It's always a good time to celebrate the careers of Inspiring Women and StoryLab did just that when we helped our client Learnovate gain publicity for a highly-innovative project aimed at reversing the global trend of very few women pursuing careers in STEM.
The project, called Inspiring Women, uses Augmented Reality (AR) technology to present the stories of inspiring women in history who worked with STEM.
Learnovate — which is a technology centre funded by Enterprise Ireland — funded the research project which uses actors to play the women in volograms. Volograms are full-bodied, three-dimensional holograms – which can be viewed on handheld devices in the classroom. The plan is that this futuristic view of career women of the past will be used for secondary school students to learn about inspiring women in history.
In the volograms, the role models outline to students the way they lived, the work they undertook, the contribution they made to society and how they overcame gender stereotyping to pursue an education and/or career.

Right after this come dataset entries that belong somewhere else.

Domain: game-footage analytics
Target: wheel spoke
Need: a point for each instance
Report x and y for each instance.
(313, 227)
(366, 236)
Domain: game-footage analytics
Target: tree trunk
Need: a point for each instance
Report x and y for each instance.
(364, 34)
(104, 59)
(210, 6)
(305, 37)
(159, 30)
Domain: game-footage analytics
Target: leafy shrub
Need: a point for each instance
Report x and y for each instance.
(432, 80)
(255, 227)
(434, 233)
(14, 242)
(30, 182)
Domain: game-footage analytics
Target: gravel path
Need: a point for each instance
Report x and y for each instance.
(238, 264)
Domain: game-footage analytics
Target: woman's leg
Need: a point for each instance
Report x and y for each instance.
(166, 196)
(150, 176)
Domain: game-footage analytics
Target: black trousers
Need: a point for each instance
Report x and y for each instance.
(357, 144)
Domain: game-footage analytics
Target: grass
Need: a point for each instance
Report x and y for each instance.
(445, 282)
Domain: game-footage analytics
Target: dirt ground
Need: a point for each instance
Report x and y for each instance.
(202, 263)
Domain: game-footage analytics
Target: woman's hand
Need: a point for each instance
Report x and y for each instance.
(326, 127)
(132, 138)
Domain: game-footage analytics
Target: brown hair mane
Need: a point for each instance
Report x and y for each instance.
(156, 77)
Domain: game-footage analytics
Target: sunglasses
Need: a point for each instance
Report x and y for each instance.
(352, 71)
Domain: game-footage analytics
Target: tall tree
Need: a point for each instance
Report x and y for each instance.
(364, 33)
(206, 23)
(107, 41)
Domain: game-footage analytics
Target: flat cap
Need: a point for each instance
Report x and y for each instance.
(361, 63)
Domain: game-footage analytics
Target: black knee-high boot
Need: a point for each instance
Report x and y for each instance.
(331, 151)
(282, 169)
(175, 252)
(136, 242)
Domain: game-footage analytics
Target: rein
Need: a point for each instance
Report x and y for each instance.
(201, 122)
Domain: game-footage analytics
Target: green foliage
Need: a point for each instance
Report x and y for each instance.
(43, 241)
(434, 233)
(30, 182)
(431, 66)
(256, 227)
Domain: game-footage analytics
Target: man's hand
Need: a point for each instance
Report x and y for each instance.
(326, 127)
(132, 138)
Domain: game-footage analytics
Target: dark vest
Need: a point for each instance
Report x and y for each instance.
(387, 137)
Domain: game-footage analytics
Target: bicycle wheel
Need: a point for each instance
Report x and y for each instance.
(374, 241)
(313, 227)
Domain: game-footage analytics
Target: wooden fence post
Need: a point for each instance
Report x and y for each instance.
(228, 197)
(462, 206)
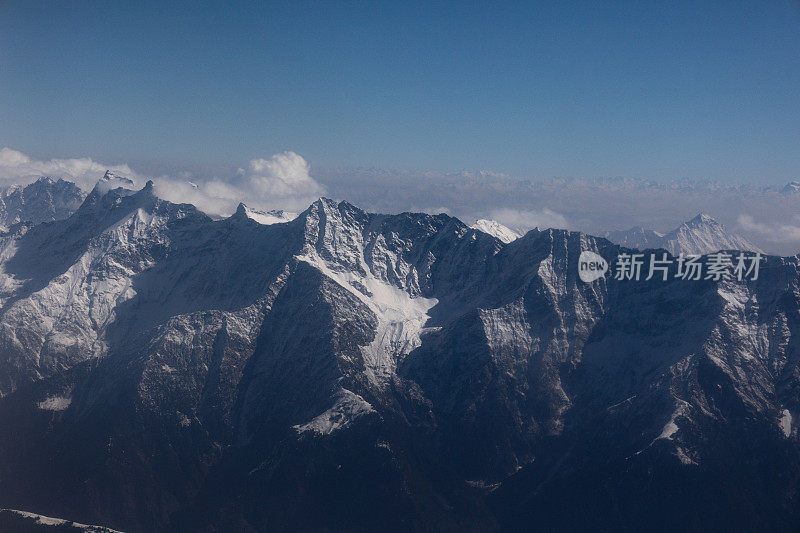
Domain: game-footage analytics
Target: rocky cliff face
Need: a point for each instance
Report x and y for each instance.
(346, 370)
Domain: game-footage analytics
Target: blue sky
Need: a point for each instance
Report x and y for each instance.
(658, 90)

The actor is filmed in such a way that the finished simulation can be seen from any viewpoint, enabling students to walk around the vologram and see it from different perspectives.
Inspiring Women is a design-based, research project being undertaken by Linda Cardiff as part of a Doctorate in Education at Trinity. It is co-funded by Learnovate and the EU’s INVICTUS project. The technology partner to the project is Volograms, a spin-out of Trinity that simplifies the process of content creation for augmented and virtual reality.

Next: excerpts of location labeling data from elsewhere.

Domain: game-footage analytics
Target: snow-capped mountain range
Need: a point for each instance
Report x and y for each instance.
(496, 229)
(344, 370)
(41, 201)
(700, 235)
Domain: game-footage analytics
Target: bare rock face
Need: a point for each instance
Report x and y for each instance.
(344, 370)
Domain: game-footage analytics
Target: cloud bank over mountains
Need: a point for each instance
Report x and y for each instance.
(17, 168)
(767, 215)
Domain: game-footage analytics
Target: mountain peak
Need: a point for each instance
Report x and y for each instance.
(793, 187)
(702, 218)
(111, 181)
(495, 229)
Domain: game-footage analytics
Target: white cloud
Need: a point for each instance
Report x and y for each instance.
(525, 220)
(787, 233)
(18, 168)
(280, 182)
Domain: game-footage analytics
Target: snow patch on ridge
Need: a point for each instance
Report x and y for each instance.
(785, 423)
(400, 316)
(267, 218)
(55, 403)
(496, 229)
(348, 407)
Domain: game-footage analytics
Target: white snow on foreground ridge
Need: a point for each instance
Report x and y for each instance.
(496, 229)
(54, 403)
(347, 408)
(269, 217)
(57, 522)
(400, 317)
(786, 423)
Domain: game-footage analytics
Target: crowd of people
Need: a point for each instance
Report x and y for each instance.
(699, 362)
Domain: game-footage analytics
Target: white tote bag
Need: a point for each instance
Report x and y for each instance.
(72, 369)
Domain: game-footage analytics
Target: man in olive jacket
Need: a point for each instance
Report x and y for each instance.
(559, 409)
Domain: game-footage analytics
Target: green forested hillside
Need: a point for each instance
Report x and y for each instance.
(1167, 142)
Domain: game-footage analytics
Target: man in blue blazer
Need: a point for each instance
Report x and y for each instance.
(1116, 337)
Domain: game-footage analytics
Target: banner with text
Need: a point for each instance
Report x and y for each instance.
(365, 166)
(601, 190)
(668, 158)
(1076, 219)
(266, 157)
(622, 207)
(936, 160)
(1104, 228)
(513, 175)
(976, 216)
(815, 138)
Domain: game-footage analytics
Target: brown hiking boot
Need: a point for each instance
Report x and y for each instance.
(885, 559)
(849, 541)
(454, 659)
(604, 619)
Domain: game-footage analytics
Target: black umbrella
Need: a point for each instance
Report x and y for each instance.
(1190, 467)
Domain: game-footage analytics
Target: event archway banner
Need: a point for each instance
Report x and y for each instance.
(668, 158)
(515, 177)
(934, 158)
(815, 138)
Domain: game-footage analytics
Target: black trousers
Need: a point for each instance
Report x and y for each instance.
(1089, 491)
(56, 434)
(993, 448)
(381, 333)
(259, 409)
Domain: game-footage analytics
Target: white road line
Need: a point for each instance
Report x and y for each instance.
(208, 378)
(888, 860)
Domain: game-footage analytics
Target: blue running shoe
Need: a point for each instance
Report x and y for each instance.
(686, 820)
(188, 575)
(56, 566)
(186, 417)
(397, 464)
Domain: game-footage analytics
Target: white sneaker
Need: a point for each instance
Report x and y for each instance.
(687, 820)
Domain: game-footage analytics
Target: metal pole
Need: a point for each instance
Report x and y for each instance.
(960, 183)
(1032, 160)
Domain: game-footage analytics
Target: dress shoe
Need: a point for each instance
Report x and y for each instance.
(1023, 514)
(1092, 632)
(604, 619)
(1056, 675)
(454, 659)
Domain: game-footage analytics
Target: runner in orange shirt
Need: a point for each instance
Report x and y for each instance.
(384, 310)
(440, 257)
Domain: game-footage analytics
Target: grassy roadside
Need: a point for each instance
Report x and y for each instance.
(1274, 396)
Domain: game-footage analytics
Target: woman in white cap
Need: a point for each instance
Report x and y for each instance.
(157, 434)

The project received much interest from the media and was carried by a number of outlets including The Echo and Irish Tech News and, internationally, on Sky News.
Getting a story from a news pitch to being broadcast on television takes a lot of co-operation and a lot of work. But it is always worth it.
In order to make sure we had the correct technology in place and to make it as visual and relatable as possible for Sky News viewers, we worked with Learnovate, Trinity College Dublin, the staff and students at Stepaside Educate Together Secondary School, Volograms
Effectively, as Sky News Ireland Correspondent Stephen Murphy pointed out, “3D holograms of long-dead scientists are being used to inspire a new generation of Irish women to pursue a career in the male-dominated fields of science and technology”.
Sky News were so taken with the technology that they wanted to be present when it was first demonstrated to a class of schoolchildren at Stepaside Educate Together Secondary School. So, we put the arrangements in place and Sky News filmed as the pupils interacted and posed for pictures with the Volograms.
Sky News also filmed at Volograms, where the company created a hologram of Stephen Murphy for the occasion. The volograms also got extensive print and online media coverage and even made the media in France, where they were featured by News 24.